Вечер подходил к концу. Оссу нужно было возвращаться в лагерь. Даже если он хотел остаться или боялся долгой дороги в метро, виду он не подал. В свои восемь он уже был дисциплинированным бойцом. Меня же захлестнула горячая тоска по тем временам, когда все трое укладывались спать в свои кроватки. Что бы там ни говорили, но сын – это сын, и он всегда ближе к отцу, чем дочери. Мне стало страшно при мысли, что когда-нибудь Мэрил и Лайла тоже уйдут и будут навещать нас дважды в неделю. Но я постарался сделать так, чтобы эта моя слабость осталась незаметной. Дети не должны однажды пожаловаться, что им подают дурной пример. Прислуга не должна доложить, что глава семейства расчувствовался, а Линда… Только не Линда! Ни у кого мне не хотелось бы вызывать презрение – но меньше всего у Линды, которая никогда не бывала слабой.

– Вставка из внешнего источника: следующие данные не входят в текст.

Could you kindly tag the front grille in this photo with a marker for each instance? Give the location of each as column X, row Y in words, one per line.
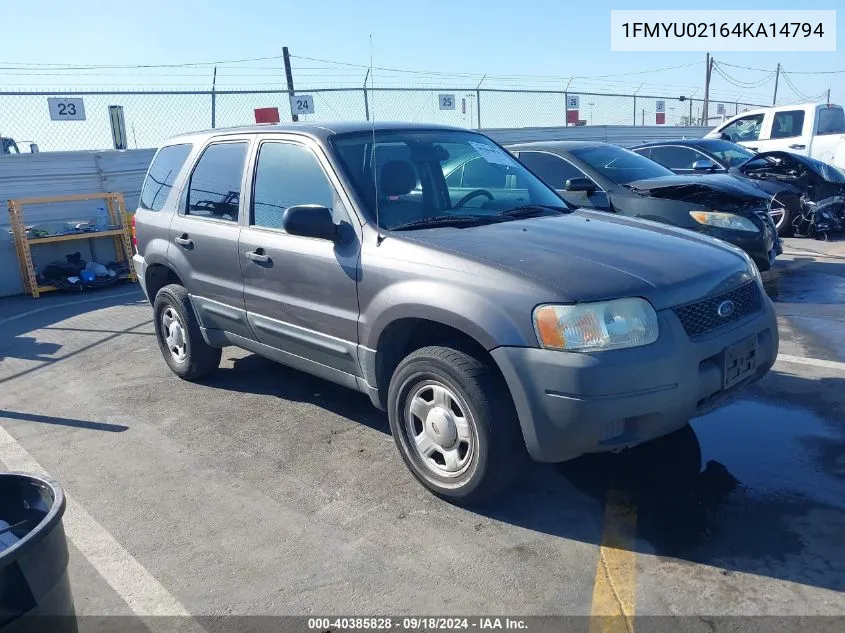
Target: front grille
column 703, row 316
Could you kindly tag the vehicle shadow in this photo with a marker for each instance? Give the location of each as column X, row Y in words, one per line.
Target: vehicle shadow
column 806, row 280
column 49, row 419
column 256, row 374
column 757, row 487
column 21, row 317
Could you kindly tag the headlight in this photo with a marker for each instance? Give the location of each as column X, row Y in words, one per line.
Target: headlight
column 596, row 326
column 724, row 220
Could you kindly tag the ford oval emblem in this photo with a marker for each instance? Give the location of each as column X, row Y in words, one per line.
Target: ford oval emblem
column 725, row 309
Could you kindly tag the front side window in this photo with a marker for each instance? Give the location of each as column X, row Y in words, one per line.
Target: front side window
column 675, row 157
column 788, row 124
column 162, row 174
column 287, row 175
column 618, row 165
column 478, row 173
column 746, row 128
column 215, row 187
column 416, row 175
column 729, row 153
column 553, row 169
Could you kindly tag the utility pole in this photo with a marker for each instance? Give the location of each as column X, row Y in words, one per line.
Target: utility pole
column 704, row 114
column 366, row 98
column 213, row 100
column 777, row 76
column 289, row 77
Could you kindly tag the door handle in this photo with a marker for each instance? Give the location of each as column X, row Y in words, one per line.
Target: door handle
column 258, row 256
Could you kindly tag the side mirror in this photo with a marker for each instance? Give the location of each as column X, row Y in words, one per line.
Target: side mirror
column 705, row 164
column 310, row 220
column 580, row 184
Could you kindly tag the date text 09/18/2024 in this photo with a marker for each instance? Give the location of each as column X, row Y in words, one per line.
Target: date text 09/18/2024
column 415, row 623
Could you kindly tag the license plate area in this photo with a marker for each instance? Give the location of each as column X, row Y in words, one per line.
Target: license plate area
column 740, row 361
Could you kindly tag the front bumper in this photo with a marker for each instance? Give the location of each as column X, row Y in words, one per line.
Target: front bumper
column 762, row 247
column 574, row 403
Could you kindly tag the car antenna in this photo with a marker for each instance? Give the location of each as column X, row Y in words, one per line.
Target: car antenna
column 379, row 237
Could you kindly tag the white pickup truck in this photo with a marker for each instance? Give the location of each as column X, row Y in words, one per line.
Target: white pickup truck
column 814, row 130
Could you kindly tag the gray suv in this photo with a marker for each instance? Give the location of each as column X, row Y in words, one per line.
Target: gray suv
column 491, row 320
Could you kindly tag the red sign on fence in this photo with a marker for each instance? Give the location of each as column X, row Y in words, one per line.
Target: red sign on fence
column 267, row 115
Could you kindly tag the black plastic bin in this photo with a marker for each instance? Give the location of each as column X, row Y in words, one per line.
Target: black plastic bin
column 34, row 588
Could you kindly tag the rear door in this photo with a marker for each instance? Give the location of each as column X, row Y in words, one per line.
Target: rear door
column 300, row 292
column 787, row 131
column 204, row 235
column 556, row 171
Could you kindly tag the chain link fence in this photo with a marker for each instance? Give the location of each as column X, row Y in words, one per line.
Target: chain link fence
column 152, row 117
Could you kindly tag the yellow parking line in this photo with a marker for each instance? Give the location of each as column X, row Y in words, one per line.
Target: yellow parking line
column 614, row 592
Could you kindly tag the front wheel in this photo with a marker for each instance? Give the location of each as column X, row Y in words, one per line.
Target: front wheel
column 454, row 424
column 781, row 215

В семейной комнате разложили кровати и постелили девочкам, Линда подоткнула им одеяла. Прислуга, загрузив в пищевой лифт остатки еды и посуду, уже собиралась привести себя в порядок и уйти, но тут внезапно вспомнила о чем-то и воскликнула:

– Ах да, босс, вам пришел конверт. Я оставила его в родительской комнате.

Мы с Линдой с некоторым удивлением рассматривали письмо – служебное. Если бы я был полицейским куратором прислуги, я бы точно вынес ей предупреждение. Либо она действительно забыла, либо упущение сделано намеренно, кроме того, она проявила безответственность, не ознакомившись с содержанием письма – она имела полное право вскрывать почту. Но тут мне пришло в голову, что содержание письма, возможно, таково, что за недобросовестность я буду ей признателен.

 

Отправителем значилось Министерство Пропаганды, Седьмое Бюро. Однако, чтобы объяснить смысл послания, мне следует вернуться на некоторое время назад.